# Random testing the trained model

### Importing the necessary libraries

In [None]:
import numpy as np
import gym
from gym import spaces, logger
from gym.utils import seeding
from or_gym.utils import assign_env_config
import copy
from stable_baselines3 import PPO
import numpy as np
from train import NormalizingWrapper
from stable_baselines3.common.evaluation import evaluate_policy

## Unbounded Knapsack Problem

    The Knapsack Problem (KP) is a combinatorial optimization problem which
    requires the user to select from a range of goods of different values and
    weights in order to maximize the value of the selected items within a 
    given weight limit. This version is unbounded meaning that we can select
    items without limit. 

    The episodes proceed by selecting items and placing them into the
    knapsack one at a time until the weight limit is reached or exceeded, at
    which point the episode ends.

    Observation:
        Type: Tuple, Discrete
        0: list of item weights
        1: list of item values
        2: maximum weight of the knapsack
        3: current weight in knapsack

    Actions:
        Type: Discrete
        0: Place item 0 into knapsack
        1: Place item 1 into knapsack
        2: ...

    Reward:
        Value of item successfully placed into knapsack or 0 if the item
        doesn't fit, at which point the episode ends.

    Starting State:
        Lists of available items and empty knapsack.

    Episode Termination:
        Full knapsack or selection that puts the knapsack over the limit.

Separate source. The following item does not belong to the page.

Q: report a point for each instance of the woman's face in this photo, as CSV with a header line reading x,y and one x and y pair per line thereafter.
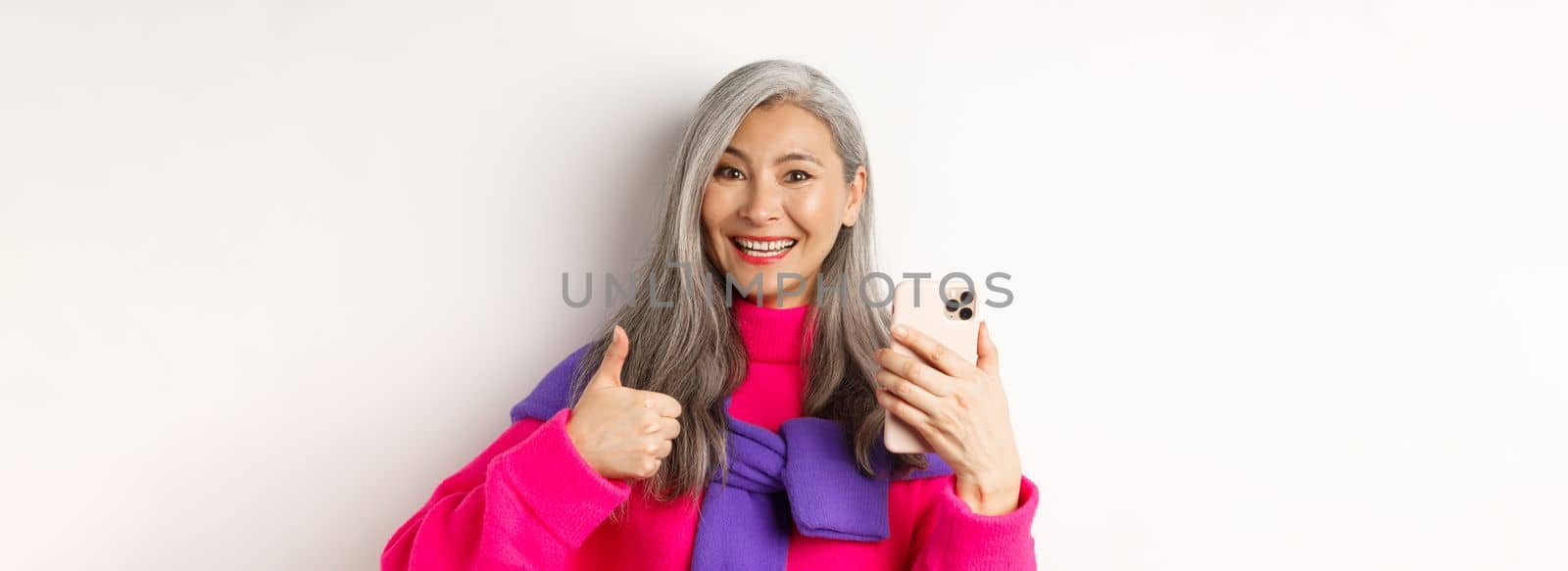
x,y
776,201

### Creating a environment class for this problem

In [None]:
class KnapsackEnv(gym.Env):
    
    # Internal list of placed items for better rendering
    collected_items = []
    
    def __init__(self, *args, **kwargs):
        # Generate data with consistent random seed to ensure reproducibility
        self.N = 200
        self.max_weight = 200
        self.current_weight = 0
        self._max_reward = 10000
        self.mask = True
        self.seed = 0
        self.item_numbers = np.arange(self.N)
        self.item_weights = np.random.randint(1, 100, size=self.N)
        self.item_values = np.random.randint(0, 100, size=self.N)
        self.over_packed_penalty = 0
        self.randomize_params_on_reset = False
        self.collected_items.clear()
        # Add env_config, if any
        assign_env_config(self, kwargs)
        self.set_seed()

        obs_space = spaces.Box(
            0, self.max_weight, shape=(2*self.N + 1,), dtype=np.int32)
        self.action_space = spaces.Discrete(self.N)
        if self.mask:
            self.observation_space = spaces.Dict({
                "action_mask": spaces.Box(0, 1, shape=(self.N,), dtype=np.uint8),
                "avail_actions": spaces.Box(0, 1, shape=(self.N,), dtype=np.uint8),
                "state": obs_space
                })
        else:
            self.observation_space = spaces.Box(
                0, self.max_weight, shape=(2, self.N + 1), dtype=np.int32)
        
        self.reset()

    def sample_action(self):
        return np.random.choice(self.item_numbers)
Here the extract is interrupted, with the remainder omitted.